The British military has begun a "reconciliation" drive to undermine the Taliban in Afghanistan, reported the London Guardian's military editor Richard Norton-Taylor Feb. 26. British government strategists have decided that no one can win a decisive military victory in Afghanistan. Norton-Taylor wrote that this is a significant shift in tactics, and quoted one senior British official: "We do not use the word 'win' for the war. We can't kill our way out of this problem."

British military officials were also warning that the Taliban are recruiting more suicide bombers—just before the unprecedented attack on Bagram military base today.

The new tactic is to find "Talibs who are sick of fighting" and persuade them to go back to their tribes, while trying to make more deals with tribal elders, and offer captured fighters alternatives to prison. "We are convinced most people do not support the Taliban and want to take a route through it," said one source. The officials are calling the Taliban a "more fluid" organization than al-Qaeda, and therefore more vulnerable. One official said: "The Taliban is not a homogenous group. It is a mixture of characters—criminals, drug dealers, people out of work. There is a wide variety of different people. The Taliban pays them to carry out these attacks, so there are ways to tackle the problem, to split off the disillusioned."

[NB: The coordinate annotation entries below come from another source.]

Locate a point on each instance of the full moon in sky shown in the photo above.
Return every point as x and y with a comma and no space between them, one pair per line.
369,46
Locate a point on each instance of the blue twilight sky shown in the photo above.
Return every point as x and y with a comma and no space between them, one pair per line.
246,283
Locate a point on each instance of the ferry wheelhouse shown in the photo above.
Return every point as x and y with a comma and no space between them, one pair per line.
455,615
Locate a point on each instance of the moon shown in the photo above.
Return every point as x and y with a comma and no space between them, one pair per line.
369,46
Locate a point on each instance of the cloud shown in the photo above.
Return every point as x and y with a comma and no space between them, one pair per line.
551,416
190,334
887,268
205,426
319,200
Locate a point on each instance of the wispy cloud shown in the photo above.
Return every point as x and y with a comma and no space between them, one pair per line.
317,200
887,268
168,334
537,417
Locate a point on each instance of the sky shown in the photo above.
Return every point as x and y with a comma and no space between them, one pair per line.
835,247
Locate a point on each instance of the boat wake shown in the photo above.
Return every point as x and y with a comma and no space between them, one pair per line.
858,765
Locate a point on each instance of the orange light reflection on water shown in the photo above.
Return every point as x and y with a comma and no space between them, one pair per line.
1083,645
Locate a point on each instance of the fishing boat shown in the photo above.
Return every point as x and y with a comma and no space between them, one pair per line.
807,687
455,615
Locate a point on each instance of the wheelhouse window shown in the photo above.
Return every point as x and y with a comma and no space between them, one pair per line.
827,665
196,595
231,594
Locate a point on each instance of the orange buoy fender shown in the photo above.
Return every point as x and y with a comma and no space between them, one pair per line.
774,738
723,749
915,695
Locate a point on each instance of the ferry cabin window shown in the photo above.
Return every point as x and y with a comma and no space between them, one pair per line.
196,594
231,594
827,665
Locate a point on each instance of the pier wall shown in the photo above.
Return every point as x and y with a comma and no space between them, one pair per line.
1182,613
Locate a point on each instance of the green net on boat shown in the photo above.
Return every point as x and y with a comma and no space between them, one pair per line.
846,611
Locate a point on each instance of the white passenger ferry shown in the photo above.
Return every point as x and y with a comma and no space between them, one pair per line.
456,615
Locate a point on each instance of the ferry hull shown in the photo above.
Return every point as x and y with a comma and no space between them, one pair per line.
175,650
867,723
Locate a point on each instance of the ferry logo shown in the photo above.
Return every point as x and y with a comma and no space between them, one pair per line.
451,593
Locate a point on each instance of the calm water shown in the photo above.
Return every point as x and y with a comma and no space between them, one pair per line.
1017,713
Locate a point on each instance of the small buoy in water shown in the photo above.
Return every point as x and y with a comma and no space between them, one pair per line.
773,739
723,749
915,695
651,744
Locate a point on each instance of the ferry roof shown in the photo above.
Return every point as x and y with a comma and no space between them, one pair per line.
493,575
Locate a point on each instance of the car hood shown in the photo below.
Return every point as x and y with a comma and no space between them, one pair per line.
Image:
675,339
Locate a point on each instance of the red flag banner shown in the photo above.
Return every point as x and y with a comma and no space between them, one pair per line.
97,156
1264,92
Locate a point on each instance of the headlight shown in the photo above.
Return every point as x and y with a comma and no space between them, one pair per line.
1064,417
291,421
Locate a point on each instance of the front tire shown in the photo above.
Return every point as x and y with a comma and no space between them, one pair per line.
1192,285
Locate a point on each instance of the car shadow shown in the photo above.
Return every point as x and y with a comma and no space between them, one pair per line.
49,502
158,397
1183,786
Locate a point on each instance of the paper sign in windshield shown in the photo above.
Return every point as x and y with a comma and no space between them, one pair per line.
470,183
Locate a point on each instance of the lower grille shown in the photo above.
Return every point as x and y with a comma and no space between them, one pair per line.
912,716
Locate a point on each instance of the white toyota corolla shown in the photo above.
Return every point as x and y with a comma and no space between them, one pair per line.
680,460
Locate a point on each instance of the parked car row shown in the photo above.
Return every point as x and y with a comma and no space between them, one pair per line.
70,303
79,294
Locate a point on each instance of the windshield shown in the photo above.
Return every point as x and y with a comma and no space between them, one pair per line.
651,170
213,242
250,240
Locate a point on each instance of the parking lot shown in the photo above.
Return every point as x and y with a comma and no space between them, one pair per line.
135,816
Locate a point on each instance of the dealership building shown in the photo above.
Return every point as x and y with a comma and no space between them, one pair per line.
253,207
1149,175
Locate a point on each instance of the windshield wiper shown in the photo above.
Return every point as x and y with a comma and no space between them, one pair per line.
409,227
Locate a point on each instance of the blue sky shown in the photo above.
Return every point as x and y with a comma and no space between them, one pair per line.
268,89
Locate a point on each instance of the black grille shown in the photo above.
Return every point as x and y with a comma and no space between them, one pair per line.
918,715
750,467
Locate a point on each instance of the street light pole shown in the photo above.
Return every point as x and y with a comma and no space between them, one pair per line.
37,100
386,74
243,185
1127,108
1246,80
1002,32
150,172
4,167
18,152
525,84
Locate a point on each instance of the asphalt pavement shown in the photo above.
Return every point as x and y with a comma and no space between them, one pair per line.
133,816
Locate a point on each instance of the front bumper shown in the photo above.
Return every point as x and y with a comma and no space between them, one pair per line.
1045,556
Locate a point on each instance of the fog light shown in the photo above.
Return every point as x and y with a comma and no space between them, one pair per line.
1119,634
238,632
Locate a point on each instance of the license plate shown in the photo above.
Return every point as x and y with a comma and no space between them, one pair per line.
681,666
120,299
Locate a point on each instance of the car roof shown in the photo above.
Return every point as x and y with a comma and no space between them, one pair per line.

In addition, British officials are concerned that U.S. eradication programs for the Afghan opium poppy harvest would alienate poor farmers and drive them into the hands of the Taliban. This would further endanger British troops. "The Americans are more impatient than we are," said one official, adding that the immediate priority should be to target and disrupt "convoys and laboratories and medium-value drugs traffickers."

China Rejects Cheney Criticism of ASAT Test

Asked about Vice President Dick Cheney's claim in Sydney, Australia Feb. 23, that China's ASAT test did not cohere with its stated peace policy, Chinese Foreign Minister Qin Gang rejected Cheney's assertion, and insisted that China adheres to the path of peaceful development and is "an important force in the maintenance of peace and stability in the world and the region," Xinhua reported Feb. 28. In his regular press conference Feb. 27, Qin said that China is ready to work with the U.S. on all issues.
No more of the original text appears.